You'll sit at the intersection of building and perfecting. You'll work directly with our AI and product engineers to shape experiences as they're developed. You'll bring the external lens that turns good into great and build out the evaluation systems, testing infrastructure, and safety frameworks that ensure everything we ship is nothing short of spectacular.
What You'll Do
- Be the quality bar for every Era experience. Review, evaluate, and refine AI interactions across partner products and Era's own devices before they reach users
- Further develop Era's AI evaluation and scoring frameworks - automated measurement of response quality, brand voice fidelity, conversational naturalness, and factual accuracy across different model providers and prompt architectures
- Test the full pipeline end-to-end. Every link in the chain is an opportunity for the experience to degrade, and you'll catch it
- Shape experiences during development.
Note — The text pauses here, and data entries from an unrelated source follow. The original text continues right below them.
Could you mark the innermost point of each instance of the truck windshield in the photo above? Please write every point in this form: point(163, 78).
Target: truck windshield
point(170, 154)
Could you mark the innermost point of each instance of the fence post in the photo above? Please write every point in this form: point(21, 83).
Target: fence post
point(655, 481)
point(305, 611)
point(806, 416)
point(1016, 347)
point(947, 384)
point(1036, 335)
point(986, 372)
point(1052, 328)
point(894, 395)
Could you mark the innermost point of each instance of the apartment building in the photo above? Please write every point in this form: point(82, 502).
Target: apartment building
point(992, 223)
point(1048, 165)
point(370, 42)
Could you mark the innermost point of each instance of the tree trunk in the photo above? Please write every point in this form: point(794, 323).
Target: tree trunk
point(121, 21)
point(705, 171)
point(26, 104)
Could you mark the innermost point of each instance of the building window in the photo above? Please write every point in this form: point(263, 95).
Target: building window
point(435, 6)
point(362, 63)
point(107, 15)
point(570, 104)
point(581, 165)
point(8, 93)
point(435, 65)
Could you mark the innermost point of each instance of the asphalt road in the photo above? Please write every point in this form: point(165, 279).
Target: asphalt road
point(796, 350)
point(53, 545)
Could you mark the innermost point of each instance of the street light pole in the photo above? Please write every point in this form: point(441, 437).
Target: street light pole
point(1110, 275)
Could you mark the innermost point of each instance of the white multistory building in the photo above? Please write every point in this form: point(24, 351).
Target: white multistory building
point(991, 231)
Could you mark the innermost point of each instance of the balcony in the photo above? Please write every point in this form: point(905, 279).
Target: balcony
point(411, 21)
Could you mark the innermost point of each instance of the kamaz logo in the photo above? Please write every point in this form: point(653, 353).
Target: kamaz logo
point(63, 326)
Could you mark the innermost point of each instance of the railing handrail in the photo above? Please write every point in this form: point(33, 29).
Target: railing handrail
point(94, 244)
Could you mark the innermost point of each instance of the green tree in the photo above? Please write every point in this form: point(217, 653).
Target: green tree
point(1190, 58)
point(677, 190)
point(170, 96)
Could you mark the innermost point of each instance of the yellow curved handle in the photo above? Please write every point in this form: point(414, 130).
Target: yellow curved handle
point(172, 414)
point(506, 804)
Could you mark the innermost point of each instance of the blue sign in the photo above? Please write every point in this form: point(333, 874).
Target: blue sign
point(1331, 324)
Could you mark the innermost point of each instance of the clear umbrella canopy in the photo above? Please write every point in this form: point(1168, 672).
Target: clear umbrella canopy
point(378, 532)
Work alongside AI engineers and designers to refine how experiences feel before they ship
- Build safety and content guardrails - systems that protect users and partners across different brand contexts and demographics
- Adversarial-test our AI systems - prompt injection, jailbreaking, edge cases that emerge when real users interact with physical devices in unpredictable environments
- Build real-time quality monitoring for deployed fleets - systems that track experience quality, detect model degradation, and surface regression across thousands of active devices
- Automate quality into the pipeline. Integrate evaluation frameworks into CI/CD so every deployment is validated against quality, safety, and performance baselines
What We're Looking For
- You have an obsessive eye for craft. The kind of person who notices when a voice response is 200ms too slow, when a conversational turn feels slightly off-brand
- Experience building evaluation and testing frameworks for AI/ML systems - scoring LLM outputs, measuring response quality, catching regressions in nondeterministic systems
- Strong programming skills across Python and TypeScript
- You've shipped consumer-facing products where quality was non-negotiable
- Understanding of AI safety and responsible deployment - content guardrails, demographic-aware moderation, compliance considerations
- You bring an external perspective to internal work. You think like the user, the partner, the person picking up the device for the first time
Nice to Have
- Experience with LLM evaluation tooling - prompt testing, model comparison frameworks, response quality benchmarking
- Background in trust & safety at a consumer-facing platform
- Experience evaluating real-time audio/voice systems
- Familiarity with compliance frameworks relevant to consumer devices and AI (COPPA, GDPR, EU AI Act)
- Red-teaming or adversarial ML experience
NYC, SF, or remote. We have teams in SF and Australia and are building out our NYC presence. Competitive salary, healthcare, and meaningful equity.